On the accession of Elizabeth, the two celebrated acts of Supremacy and Conformity were passed, for the purpose of crushing the political influence of the Popish religion; an end which they sufficiently accomplished. By the act of supremacy, all beneficed clergymen, and all holding offices under the crown, were compelled to take an oath adjuring the temporal and spiritual jurisdiction of any foreign prince or prelate, on pain of forfeiting their offices, while any one maintaining such supremacy was liable to heavy penalties. The other statute prohibited any one from following any clergyman who was not of the established religion, under pain of forfeiting his goods and chattels for the first offense, of a year’s imprisonment for the second, and of imprisonment during life for the third; while it imposed a fine of a shilling on any one absenting himself from the established church on Sundays and holidays. By means of a court of ecclesiastical commission, which the queen erected, these laws, and others of a more trifling and vexatious nature, were enforced with great severity. It may afford some idea of the barbarity of the age, and of the terror in which the church of Rome was now held, that, during the reign of Elizabeth, one hundred and eighty persons suffered death by the laws affecting Catholic priests and converts.

WAR IN THE NETHERLANDS.

For more than a century after the Reformation, religion was the real or apparent motive of the most remarkable transactions in European history. It is scarcely necessary to point out that this sentiment, though in general the purest by which human beings can be actuated, is, like all the other higher sentiments of our nature, when offended or shocked, capable of rousing the inferior sentiments into great activity. In the sixteenth and seventeenth centuries, European society was comparatively unenlightened and barbarous; we therefore find the variances of opinion respecting religion were then productive of far fiercer feelings than they are in our own more humane age. The Protestant heresy, as it was termed by the Catholics, was also a novelty, the remote effects of which no man could foretell; it was mingled with political questions, and by some princes was supposed to forebode a general revolt against monarchical authority. We are not therefore to wonder that great cruelties were committed, either by the Catholics in seeking to support the church of Rome, or by the Protestants in endeavoring to insure themselves against a renewal of severities inflicted by the opposite party. Nor is it necessary, in the present age, that the adherents of either faith should retain any feeling of displeasure against the other, on account of barbarities which took their rise in the ignorance and rudeness of a former period, and of which the enlightened of both parties have long since disapproved.

In the Netherlands, which formed part of the dominions of Philip II of Spain, the reformed faith had made considerable advances. Philip, like other Catholic princes, entertained the idea that this new creed, besides being condemnable as a heresy and an offense against the Deity, tended to make men independent of their rulers.
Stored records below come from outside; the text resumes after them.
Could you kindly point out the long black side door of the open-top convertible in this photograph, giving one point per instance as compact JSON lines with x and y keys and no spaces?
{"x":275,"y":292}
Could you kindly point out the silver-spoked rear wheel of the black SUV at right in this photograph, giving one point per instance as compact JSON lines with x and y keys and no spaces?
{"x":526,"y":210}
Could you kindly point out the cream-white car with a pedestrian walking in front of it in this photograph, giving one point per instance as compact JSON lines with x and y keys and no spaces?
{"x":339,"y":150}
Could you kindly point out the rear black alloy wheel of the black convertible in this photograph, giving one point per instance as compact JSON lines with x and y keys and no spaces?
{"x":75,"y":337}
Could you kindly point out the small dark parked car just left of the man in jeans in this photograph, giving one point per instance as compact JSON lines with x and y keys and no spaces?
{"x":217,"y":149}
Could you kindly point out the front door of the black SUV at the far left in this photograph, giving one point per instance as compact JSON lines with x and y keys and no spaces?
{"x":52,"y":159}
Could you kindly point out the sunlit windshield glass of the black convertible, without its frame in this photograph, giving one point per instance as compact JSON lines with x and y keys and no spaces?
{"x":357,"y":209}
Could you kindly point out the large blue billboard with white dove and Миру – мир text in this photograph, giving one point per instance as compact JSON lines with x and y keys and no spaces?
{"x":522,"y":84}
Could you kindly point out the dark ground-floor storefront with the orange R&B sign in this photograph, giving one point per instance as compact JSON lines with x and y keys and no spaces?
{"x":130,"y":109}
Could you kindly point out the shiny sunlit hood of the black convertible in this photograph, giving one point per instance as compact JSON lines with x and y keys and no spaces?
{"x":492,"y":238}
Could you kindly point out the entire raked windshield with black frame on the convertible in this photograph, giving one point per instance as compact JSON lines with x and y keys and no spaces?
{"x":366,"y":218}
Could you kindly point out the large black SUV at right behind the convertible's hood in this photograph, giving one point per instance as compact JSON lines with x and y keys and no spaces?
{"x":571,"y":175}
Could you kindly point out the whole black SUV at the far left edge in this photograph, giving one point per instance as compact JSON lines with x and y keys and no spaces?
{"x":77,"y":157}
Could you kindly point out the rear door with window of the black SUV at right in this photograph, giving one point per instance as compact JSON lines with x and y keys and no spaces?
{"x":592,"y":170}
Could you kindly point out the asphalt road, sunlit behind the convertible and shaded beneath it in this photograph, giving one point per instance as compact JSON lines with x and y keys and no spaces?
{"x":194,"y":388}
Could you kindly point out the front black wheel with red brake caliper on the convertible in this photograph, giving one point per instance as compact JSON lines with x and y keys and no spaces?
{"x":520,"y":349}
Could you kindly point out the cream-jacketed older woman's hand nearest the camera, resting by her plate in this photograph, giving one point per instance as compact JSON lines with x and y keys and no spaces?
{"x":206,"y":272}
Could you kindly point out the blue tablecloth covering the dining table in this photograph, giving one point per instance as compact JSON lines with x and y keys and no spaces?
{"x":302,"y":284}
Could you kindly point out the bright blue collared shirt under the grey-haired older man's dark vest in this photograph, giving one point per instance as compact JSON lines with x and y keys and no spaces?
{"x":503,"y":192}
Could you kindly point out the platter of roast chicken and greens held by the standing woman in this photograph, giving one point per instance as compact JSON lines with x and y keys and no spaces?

Finding the people obstinate in their professions, he commenced a war with the Netherlanders, for the purpose of enforcing his authority over their consciences. This war lasted about twenty years; for the Netherlanders, though a nation of no great strength, fought like desperate men, and endured the most dreadful hardships rather than submit. The chief leader in this war of liberty was William, Prince of Orange, one of the purest and most courageous patriots that ever breathed. Elizabeth could not help wishing well to the Netherlanders, though for a long time her dread of Spain, then one of the greatest powers in Europe, prevented her from openly assisting them. At the same time, about two millions of the people of France were Protestants, or, as they were then called, Huguenots, who acted also for the general Protestant cause with as much energy as the great strength of the French government would permit. Elizabeth at length, in 1578, extended an open protection to the Netherlanders, excusing herself to Philip by stating her fear that they would otherwise throw themselves into the arms of France. The northern provinces were thus enabled to assert their independence, and to constitute the country which has since been called Holland.